Ancheta, who is the sole bread winner of his family, was hoping to get support from the government since he has no more savings left after being in and out of the hospital for years. He was not able to work regularly and normally for months so he had no salary to even buy his prescription thus he was taking basic medications like Biogesic for pain.

“Kaya nga dinala naming sya sa DMC kasi walang pera para ipasok sya sa private---ngayon pati Philhealth benefits hindi nya makuha kasi ayaw siya i-admit ng DMC,” his brother said.

Ancheta has been staying at home for the past months despite his serious condition because they did not have money to bring him to the hospital. However, he requested his family to bring him to DMC since he could not longer bear the pain caused by cancer.

After DMC refused him admission, he had no choice but to return to his rented house, desolate and discouraged that a government employee like him who has rendered years of service to the government could not even be admitted in a government hospital.

Efforts to call DMC administration officer Ric Jostol have been made five times but no one was answering his phone

1 comment:

markpaul said...

Hindi basta basta na ina-admit ang patients with cancer at DMC. They have to undergo a long process of laboratory work up including biopsy if indicated. If they will be admitted to the hospital, knowing that they have immunosuppression, they can easily get nosocomial infections easily like pneumonia which could be fatal.

So, a laboratory workup at the Outpatient department is the first thing to do, there it has less chance of getting infections. It shall also determine the extend of the cancer whether they have already metastasized to other parts of the organ and the type therapy the patient will get. From the news article, it seems that the patient is very immunosuppressed because of the TB infection.

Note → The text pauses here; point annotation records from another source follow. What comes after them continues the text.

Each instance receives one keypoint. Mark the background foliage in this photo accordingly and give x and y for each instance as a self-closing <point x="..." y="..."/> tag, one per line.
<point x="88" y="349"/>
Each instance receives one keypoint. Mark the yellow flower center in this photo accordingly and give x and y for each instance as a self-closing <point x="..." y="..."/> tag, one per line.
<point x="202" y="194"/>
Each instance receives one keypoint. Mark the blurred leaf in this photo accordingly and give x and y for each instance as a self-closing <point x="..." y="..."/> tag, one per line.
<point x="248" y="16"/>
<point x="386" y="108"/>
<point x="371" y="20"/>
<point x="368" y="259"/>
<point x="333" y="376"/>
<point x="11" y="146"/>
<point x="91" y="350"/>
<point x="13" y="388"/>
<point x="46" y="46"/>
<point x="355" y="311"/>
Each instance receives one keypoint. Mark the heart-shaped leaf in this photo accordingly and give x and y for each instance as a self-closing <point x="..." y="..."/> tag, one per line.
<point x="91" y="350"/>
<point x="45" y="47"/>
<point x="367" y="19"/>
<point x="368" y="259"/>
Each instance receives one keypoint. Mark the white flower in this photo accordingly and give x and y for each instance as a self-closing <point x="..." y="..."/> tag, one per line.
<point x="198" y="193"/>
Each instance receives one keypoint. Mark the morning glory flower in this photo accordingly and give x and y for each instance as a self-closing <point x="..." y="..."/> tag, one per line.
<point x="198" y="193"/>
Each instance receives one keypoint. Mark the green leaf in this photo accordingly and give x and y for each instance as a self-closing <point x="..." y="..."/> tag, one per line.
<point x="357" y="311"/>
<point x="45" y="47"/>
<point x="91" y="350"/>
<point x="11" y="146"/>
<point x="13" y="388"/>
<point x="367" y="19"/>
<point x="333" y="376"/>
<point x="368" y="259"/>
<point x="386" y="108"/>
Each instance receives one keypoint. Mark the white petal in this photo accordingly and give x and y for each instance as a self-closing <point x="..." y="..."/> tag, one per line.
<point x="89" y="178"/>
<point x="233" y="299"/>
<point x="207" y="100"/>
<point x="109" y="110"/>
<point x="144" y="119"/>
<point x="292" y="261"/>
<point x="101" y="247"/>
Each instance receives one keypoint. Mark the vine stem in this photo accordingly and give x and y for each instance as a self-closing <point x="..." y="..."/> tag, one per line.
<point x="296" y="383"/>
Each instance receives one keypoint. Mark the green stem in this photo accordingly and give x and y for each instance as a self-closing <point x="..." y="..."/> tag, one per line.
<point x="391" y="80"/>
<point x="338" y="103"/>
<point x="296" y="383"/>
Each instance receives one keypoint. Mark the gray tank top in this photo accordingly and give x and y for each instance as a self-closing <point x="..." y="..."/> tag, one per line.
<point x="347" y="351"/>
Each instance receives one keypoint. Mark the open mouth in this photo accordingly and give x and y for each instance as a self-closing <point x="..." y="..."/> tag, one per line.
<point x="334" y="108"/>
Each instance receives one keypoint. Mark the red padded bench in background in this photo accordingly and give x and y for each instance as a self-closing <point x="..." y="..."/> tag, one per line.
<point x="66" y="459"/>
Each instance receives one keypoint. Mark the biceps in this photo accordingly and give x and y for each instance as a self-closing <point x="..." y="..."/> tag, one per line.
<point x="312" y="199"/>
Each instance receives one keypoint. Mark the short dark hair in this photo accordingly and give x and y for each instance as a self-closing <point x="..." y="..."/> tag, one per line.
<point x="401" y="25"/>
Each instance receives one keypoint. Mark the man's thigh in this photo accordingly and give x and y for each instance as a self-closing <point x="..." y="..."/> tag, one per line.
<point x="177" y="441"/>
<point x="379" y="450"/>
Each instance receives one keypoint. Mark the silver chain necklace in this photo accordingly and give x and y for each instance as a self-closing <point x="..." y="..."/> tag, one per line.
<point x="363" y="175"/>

Cancer patients need a solo room and DMC doesn't have any facilities with that. If family insist to admit the patient because they came from very far provinces, they could be combined with other patients. Some of patients may have pneumonia or tuberculosis. If they stay too long at the Emergency Room, chances of infection are very high since not all patients at the ER are treated or medicated. Thats why we recommend patients to wear mask and watchers to do proper handwashing.

Once the laboratory work up are already in and if chemotherapy is in need thats the time that patients are admitted but not for a week but just for a day just to monitor the complications of chemotherapy because chemotherapeutic agents kill also normal cells in the body and lessening the chance of hospital acquired infections.

I hope that I have shed a light on this matter because its a little unfair for the hospital and the people working there.